W czerwcu ubiegłego roku Paweł Ch., ojciec chłopczyka, choć sąd uznał, że do czasu rozstrzygnięcia sprawy rozwodowej, dziecko ma pozostawać pod opieką matki - Beaty Ch., zabrał dziecko i zniknął. Ukrywał się skutecznie, prawdopodobnie przy pomocy swojej matki. Stawiał się nawet na rozprawy przed łomżyńskim sądem, ale miejsca pobytu Oliwiera nie zdradził. Dziecko pozostawało pod opieką babci, Hanny Ch., która również zniknęła. Tak skutecznie, że po kilku miesiącach prokuratura zaczęła ją poszukiwać listem gończym.
Do przełomu w sprawie poszukiwań chłopczyka doszło niedawno. Hanna Ch. pojawiła się w warszawskim biurze Rzecznika Praw dziecka, aby poskarżyć się na matkę Oliwiera, ale przede wszystkim na łomżyńskie instytucje wymiaru sprawiedliwości, które rzekomo miały w nieprawidłowy sposób zajmować się sprawą. Została zatrzymana i przebywa tymczasowo w areszcie.
Babcia jest w całej opowieści postacią szczególną ze względu na osobisty dramat rodzinny, jaki przeżyła. Kilka lat temu okazało się, że jest jedną z osób poszkodowanych w głośnej sprawie rozdzielenia bliźniaczek w dawnym łomżyńskim szpitalu. Jedna z dziewczynek trafiła omyłkowo do innej rodziny. Wszyscy zaangażowani w sprawę domagali się odszkodowań, ale są uznał (już prawomocnie), że przepisów regulujących podobne sprawy nie było w latach 50. ubiegłego wieku i, w związku z tym, nie ma podstaw do przyznania pieniędzy.

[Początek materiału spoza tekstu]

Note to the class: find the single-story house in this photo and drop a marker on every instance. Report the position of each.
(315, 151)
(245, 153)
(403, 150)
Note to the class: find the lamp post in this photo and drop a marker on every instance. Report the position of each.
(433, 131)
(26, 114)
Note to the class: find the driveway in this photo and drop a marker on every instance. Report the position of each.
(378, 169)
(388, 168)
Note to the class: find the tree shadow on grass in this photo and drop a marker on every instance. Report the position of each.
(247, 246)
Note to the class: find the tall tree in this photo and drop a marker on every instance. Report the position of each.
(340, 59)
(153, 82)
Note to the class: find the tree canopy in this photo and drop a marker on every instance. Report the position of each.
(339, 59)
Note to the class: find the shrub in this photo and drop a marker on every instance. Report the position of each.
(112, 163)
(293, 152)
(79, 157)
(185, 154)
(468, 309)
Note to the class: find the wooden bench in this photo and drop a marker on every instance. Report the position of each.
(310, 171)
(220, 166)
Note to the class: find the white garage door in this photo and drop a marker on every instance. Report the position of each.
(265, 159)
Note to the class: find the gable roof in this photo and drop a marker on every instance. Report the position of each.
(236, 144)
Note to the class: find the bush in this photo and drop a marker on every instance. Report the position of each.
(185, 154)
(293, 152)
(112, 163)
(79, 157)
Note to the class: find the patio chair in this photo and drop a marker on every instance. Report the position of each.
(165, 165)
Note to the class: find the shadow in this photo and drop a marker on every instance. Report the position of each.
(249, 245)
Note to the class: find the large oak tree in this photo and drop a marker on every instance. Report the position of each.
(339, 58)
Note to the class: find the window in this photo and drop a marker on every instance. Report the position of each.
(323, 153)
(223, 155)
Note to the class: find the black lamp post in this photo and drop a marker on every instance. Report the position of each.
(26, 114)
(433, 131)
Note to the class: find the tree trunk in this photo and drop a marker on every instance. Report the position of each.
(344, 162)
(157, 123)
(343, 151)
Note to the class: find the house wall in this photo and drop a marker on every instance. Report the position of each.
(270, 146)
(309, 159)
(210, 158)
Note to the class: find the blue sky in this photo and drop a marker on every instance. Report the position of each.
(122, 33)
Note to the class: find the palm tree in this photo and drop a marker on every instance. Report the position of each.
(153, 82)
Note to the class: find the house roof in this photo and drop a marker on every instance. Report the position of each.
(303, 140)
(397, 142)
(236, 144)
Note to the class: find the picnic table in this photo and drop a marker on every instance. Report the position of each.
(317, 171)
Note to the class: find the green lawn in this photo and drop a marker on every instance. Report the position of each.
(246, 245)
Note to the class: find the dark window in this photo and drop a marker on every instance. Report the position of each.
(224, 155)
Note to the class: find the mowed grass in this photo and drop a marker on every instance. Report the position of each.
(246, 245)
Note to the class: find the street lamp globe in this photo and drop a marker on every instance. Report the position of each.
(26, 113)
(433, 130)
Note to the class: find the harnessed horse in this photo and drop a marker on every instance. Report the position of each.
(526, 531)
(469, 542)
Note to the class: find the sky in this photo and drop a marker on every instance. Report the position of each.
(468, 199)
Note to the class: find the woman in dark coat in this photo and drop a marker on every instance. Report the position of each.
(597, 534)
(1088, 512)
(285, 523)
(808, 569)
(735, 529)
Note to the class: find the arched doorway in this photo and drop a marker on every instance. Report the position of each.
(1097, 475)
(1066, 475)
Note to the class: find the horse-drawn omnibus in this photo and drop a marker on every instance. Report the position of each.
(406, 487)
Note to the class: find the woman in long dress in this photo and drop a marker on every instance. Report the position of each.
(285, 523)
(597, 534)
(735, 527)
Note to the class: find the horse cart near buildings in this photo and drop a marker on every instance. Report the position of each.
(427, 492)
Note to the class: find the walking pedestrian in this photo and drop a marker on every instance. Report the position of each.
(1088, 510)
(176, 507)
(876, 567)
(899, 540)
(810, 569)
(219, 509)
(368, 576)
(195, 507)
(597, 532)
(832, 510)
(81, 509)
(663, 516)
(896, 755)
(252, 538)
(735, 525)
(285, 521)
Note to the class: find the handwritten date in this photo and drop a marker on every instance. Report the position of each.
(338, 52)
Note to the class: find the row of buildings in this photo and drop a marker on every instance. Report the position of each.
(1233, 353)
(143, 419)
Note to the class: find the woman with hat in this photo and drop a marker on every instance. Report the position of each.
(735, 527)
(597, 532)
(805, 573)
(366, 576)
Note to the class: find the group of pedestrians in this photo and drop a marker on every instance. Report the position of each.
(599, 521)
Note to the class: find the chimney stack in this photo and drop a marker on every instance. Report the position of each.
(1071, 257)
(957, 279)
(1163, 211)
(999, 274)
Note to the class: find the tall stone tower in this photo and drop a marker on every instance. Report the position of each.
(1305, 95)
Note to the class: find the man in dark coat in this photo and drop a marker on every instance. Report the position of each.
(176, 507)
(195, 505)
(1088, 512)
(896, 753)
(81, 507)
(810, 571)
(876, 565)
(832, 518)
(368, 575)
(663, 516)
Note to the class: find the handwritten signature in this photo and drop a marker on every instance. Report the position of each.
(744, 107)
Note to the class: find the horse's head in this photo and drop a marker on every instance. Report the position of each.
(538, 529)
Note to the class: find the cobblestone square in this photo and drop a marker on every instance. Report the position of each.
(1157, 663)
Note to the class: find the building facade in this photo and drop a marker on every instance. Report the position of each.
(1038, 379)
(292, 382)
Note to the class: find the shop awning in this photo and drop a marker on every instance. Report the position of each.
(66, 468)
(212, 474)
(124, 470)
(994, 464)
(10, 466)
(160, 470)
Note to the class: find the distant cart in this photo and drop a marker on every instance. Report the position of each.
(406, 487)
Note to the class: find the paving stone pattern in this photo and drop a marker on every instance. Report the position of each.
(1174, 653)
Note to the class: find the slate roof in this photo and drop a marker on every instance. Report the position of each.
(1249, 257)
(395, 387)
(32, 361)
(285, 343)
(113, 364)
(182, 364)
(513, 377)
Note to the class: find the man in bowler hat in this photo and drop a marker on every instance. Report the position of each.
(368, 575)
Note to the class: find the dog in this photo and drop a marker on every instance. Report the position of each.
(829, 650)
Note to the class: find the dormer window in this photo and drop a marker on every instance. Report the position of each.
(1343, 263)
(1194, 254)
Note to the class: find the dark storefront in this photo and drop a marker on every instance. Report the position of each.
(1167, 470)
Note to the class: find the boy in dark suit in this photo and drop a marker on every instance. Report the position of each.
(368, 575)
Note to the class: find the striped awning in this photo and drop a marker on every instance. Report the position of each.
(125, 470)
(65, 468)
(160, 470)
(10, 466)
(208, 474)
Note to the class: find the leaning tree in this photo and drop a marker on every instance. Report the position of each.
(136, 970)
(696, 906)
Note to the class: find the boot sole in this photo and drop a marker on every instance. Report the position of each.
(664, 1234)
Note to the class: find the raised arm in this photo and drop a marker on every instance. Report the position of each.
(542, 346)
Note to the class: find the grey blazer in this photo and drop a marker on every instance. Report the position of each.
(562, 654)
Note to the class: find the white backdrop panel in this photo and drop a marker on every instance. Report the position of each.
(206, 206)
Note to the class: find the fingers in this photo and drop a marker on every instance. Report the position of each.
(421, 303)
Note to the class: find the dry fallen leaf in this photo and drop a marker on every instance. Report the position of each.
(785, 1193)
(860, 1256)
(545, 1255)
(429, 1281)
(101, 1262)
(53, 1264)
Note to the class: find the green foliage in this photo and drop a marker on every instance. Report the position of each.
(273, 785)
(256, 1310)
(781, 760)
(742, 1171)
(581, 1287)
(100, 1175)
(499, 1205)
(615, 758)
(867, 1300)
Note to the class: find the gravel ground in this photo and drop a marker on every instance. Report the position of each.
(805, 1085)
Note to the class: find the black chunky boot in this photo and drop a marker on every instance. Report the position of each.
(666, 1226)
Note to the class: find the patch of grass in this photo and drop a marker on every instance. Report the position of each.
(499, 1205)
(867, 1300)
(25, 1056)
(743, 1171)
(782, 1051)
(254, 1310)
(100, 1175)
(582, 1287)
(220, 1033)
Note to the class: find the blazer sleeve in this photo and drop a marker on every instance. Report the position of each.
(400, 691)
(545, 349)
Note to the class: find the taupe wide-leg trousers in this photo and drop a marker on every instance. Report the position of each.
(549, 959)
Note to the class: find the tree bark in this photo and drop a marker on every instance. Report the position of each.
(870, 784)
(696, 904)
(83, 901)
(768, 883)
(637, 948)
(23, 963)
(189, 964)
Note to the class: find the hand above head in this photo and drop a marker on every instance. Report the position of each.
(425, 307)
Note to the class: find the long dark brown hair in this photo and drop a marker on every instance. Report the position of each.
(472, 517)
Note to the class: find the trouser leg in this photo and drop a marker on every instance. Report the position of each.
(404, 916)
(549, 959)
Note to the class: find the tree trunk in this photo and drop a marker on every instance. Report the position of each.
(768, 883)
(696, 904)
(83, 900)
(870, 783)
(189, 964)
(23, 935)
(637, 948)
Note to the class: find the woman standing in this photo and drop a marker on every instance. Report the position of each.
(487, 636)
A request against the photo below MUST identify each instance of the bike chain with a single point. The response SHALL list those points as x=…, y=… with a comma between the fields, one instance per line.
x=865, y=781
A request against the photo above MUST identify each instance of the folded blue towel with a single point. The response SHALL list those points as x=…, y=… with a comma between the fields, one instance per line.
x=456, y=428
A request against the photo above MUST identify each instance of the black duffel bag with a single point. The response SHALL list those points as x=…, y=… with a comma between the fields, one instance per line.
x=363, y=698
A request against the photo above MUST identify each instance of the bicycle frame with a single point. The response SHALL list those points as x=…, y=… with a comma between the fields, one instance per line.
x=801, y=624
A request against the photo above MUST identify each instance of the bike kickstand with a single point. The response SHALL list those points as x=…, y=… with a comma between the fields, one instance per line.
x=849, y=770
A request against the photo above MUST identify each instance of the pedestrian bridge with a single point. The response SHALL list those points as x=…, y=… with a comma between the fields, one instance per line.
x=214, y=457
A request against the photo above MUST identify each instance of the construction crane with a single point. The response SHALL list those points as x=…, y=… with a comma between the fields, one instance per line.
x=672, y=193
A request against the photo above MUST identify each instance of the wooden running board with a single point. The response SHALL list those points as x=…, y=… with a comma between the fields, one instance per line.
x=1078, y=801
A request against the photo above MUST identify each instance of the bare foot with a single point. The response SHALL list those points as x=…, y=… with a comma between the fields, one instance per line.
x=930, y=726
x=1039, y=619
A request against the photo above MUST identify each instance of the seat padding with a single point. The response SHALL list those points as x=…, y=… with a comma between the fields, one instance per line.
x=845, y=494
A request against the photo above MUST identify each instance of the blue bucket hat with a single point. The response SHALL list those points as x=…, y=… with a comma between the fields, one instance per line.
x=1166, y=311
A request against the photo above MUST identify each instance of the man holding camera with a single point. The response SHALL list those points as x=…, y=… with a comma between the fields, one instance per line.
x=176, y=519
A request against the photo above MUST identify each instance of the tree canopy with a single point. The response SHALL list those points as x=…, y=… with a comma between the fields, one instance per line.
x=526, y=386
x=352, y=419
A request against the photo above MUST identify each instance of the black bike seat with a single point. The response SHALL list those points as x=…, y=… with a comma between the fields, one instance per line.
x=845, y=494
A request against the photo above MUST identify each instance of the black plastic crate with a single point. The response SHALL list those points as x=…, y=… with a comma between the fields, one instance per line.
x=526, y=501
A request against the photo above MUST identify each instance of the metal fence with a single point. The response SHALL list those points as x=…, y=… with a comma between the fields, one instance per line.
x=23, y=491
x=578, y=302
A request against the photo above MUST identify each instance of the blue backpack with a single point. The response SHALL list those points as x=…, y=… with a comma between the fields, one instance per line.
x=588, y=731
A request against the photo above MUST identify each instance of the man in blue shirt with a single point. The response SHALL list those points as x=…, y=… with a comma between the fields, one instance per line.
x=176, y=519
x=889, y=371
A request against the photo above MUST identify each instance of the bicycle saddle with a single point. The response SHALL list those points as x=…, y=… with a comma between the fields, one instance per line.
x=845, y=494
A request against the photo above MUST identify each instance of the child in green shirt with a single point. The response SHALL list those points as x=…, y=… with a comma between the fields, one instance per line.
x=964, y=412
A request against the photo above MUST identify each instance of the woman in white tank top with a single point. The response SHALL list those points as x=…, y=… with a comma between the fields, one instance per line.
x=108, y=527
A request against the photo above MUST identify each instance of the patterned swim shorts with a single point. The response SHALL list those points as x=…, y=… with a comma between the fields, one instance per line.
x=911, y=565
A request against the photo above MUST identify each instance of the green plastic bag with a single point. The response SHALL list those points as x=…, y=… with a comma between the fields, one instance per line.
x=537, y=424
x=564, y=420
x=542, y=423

Kilka tygodni temu także Oliwier i jego ojciec zostali rozpoznani w Zurychu i zatrzymani przez szwajcarską policję. Chłopczyk trafił do domu dziecka. Były obawy, że będzie musiał spędzić tam nawet kilka tygodni – procedury są bardziej skomplikowane, ponieważ Szwajcaria nie jest w Unii Europejskiej – ale tamtejsze władze dopełniły formalności w ekspresowym tempie.
Oliwier znów jest z matką, ale to zapewne nie koniec tej dramatycznej opowieści. Chyba że wszystkie kochające chłopczyka osoby, zdołają pojąć, że nie wolno z niego robić karty przetargowej.